‘The pandemic is over – we are all back to normal – aren’t we? Why do we need to keep collecting data that just makes everyone’ depressed‘ ‘ ‘we need to stop talking about it’.

In 2023 the UK government in it’s various guises has been systematically dismantling key sources of official data which enable governments, agencies and individuals to assess levels of infection across the population, spot problems on the horizon, including identifying new variants with the potential to cause illness and track levels of Long Covid. This is despite the fact that infection rates remain very high – the final ONS infection survey published in the third week of March revealed that about 1 in every 40 people in England were infected, and as many as 1 in 20 of the over 70’s. The position in early April is also well set out by Professor Christina Pagel in her recent presentation to Independent Sage on the numbers
Other sources of data which have disappeared, include the ONS dashboard which has become of limited value for estimating the prevalence of Covid since required testing for COVID via a PCR test was scrapped, and more recently, hospitals are no longer required to test and record whether patients are positive for Covid. The dashboard does continue to record one measure of the number of deaths due to Covid, but tracking deaths is hardly the kind of early warning monitoring system that is required.

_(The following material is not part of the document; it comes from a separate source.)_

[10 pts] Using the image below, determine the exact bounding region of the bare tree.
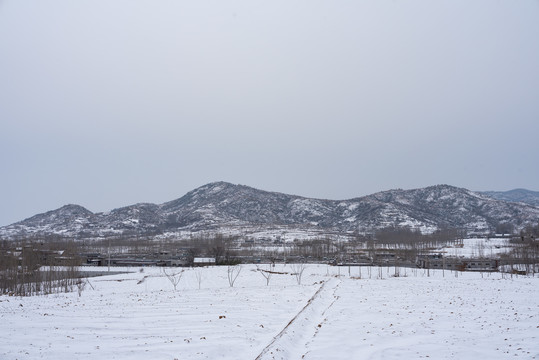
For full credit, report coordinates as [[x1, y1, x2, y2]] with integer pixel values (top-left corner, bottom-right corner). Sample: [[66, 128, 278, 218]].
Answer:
[[290, 263, 305, 285], [162, 268, 184, 291], [195, 270, 202, 290], [256, 265, 272, 286], [227, 265, 241, 287]]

This dismantling of information systems is part of the so called ‘living with Covid’ policy of the UK government; it means the media will be less inclined to run reports about it and people will become even less aware of the risks posed than they are at present. They might also become even more antagonistic to those still taking precautions such as mocking of mask wearing – I will return to the issue of masks in a later piece.
This policy poses particular problems for clinically vulnerable people because we need to be able to assess the risks at any given point in time; if the rate of infection is less than 1 in a 100, for example, we might be more inclined to take risks and attend medical appointments, than if it is, say, 1 in 30.
Even though the impetus for terminating the ONS Infection Survey will no doubt that come directly from the government and the UKHSA, it is very unfortunate that ONS appear to have given up on something that they acknowledge to be ‘a shining example of random sampling’ ‘Known globally as the ‘gold standard’ for infection analysis, the survey has been recognised by the Centres for Disease Control and Prevention (CDC) and the World Health Organisation (WHO)’ at a time when the pandemic is very much on-going, the virus is acknowledged to be unstable, new strains of the virus with the potential to cause major harm could emerge. This comes at a time when so many vulnerable families who need information are unprotected because the vaccines and treatments are far from perfect.
In a letter to participants ONS have said that ‘we must now consider how we can make COVID-19 and Long COVID surveillance proportionate and balanced alongside emerging healthcare priorities’. And ‘UKHSA will confirm details of any new surveillance surveys that continue beyond 31 March 2023 in due course. As valued survey participants you would be uniquely placed to help support any future survey’. It is now 16 April and we are still waiting for even an initial roadmap of the way forward.
It could well be that the data needed could be collected in a more cost effective way but it seems extraordinary to this writer with my long experience of government research, that the infection survey should be dropped before any new data collection mechanism is put in place.
We urgently need a document that sets out data needs on Covid prevalence across different areas and population sub groups, strength of anti body responses to infection and vaccines, a method of identifying new variants and indeed new infectious diseases quickly, information on population behaviours, and a measure of the extent of long Covid.
In my view this information continues to be crucial and it is difficult to see how it could be collected without a large scale random sample not dissimilar to the ONS infection survey. Many commentators argue that the survey should have been extended rather than terminated in order to provide an early warning system on new infections and illnesses which would become a key long term resource on health issues.
It is difficult to see what the alternatives are. Some commentators argue that the ZOE app could replace the survey but it is clear that this is not credible given that ZOE is a self selecting sample, relies on people doing Lateral Flow Tests in the correct way, and is at best a very quick indication of whether infection levels are rising or falling amongst the ZOE contributors at any one point in time. There is also speculation that waste water analysis could replace the survey. This is interesting, but there are a number of obvious drawbacks, not least the lack of lab capacity to undertake analysis on the scale needed.
In sum we urgently need to see the fully worked up plan on the way forward.